Metadata-Version: 2.4
Name: kmapper-iscc-scan
Version: 0.2.1
Summary: Workspace-based ISCC content inventory and similarity clustering CLI
Project-URL: Repository, https://github.com/cyrill-martin/kmapper-iscc-scan
License: MIT License
        
        Copyright (c) 2026 Cyrill Martin, kmapper GmbH
        
        Permission is hereby granted, free of charge, to any person obtaining a copy of this software and associated documentation files (the "Software"), to deal in the Software without restriction, including without limitation the rights to use, copy, modify, merge, publish, distribute, sublicense, and/or sell copies of the Software, and to permit persons to whom the Software is furnished to do so, subject to the following conditions:
        
        The above copyright notice and this permission notice shall be included in all copies or substantial portions of the Software.
        
        THE SOFTWARE IS PROVIDED "AS IS", WITHOUT WARRANTY OF ANY KIND, EXPRESS OR IMPLIED, INCLUDING BUT NOT LIMITED TO THE WARRANTIES OF MERCHANTABILITY, FITNESS FOR A PARTICULAR PURPOSE AND NONINFRINGEMENT. IN NO EVENT SHALL THE AUTHORS OR COPYRIGHT HOLDERS BE LIABLE FOR ANY CLAIM, DAMAGES OR OTHER LIABILITY, WHETHER IN AN ACTION OF CONTRACT, TORT OR OTHERWISE, ARISING FROM, OUT OF OR IN CONNECTION WITH THE SOFTWARE OR THE USE OR OTHER DEALINGS IN THE SOFTWARE.
License-File: LICENSE
Requires-Python: >=3.12
Requires-Dist: iscc-core>=1.3.0
Requires-Dist: iscc-sdk>=0.8.6
Description-Content-Type: text/markdown

# kmapper-iscc-scan

Workspace-based ISCC content inventory and similarity clustering CLI.

Developed by [kmapper GmbH](https://kmapper.ch), not related to the k-means mapper algorithm from topological data analysis.

## How it works

This CLI is built on the [ISCC (International Standard Content Code)](https://iscc.codes), an ISO standard (ISO 24138) for content-derived, decentralized media identifiers.
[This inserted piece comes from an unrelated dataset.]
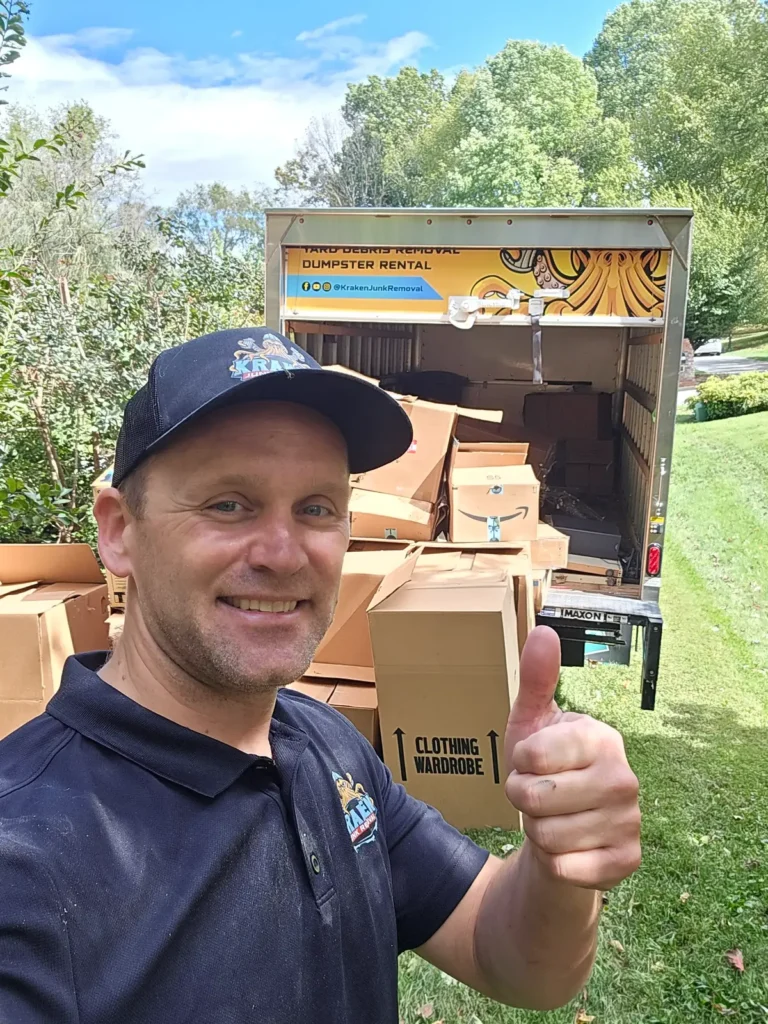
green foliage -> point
(92, 286)
(726, 396)
(729, 265)
(689, 78)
**Scanning** walks a directory recursively and generates an ISCC for each supported file. The ISCC encodes information about the file's content (not just its name or hash) so two files with different names but identical content will produce the same code. Each result is written as a sidecar `.iscc.json` file next to (or mirroring) the original file in the workspace.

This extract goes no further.